A forgotten hero stopped the My Lai massacre 50 years ago today

Hugh_Clowers_Thompson_Jr

Hugh Thompson Jr. heading to court to testify in 1970 (public domain)

From the Los Angeles Times by Jon Weiner:

Everybody’s heard of the My Lai massacre — March 16, 1968, 50 years ago today — but not many know about the man who stopped it: Hugh Thompson, an Army helicopter pilot. When he arrived, American soldiers had already killed 504 Vietnamese civilians (that’s the Vietnamese count; the U.S. Army said 347). They were going to kill more, but they didn’t — because of what Thompson did.

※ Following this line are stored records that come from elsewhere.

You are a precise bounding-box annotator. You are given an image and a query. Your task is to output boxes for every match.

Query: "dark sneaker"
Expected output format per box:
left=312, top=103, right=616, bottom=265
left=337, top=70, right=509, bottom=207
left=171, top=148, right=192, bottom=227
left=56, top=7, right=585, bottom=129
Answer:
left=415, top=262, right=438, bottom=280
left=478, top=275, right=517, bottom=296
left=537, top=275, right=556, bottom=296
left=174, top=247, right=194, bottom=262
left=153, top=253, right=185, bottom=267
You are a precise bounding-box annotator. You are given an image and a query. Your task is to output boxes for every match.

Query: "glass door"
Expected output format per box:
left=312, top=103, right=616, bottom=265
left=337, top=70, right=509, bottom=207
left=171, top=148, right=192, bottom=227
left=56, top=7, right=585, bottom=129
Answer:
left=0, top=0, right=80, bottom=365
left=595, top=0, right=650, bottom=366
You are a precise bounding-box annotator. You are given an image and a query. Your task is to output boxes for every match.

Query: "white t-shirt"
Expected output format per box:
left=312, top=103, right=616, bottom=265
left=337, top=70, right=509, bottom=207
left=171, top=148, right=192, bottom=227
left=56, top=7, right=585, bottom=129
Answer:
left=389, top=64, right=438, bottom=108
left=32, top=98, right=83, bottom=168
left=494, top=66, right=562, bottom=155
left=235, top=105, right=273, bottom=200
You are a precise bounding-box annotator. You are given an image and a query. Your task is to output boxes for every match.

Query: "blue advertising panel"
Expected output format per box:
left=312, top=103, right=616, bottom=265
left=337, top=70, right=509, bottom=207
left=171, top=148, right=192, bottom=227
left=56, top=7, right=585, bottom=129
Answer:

I met Thompson in 2000 and interviewed him for my radio program on KPFK in Los Angeles. He told the story of what happened that day, when he and his two-man crew flew over My Lai, in support of troops who were looking for Viet Cong fighters.

 

“We started noticing these large numbers of bodies everywhere,” he told me, “people on the road dead, wounded. And just sitting there saying, ‘God, how’d this happen? What’s going on?’ And we started thinking what might have happened, but you didn’t want to accept that thought — because if you accepted it, that means your own fellow Americans, people you were there to protect, were doing something very evil.”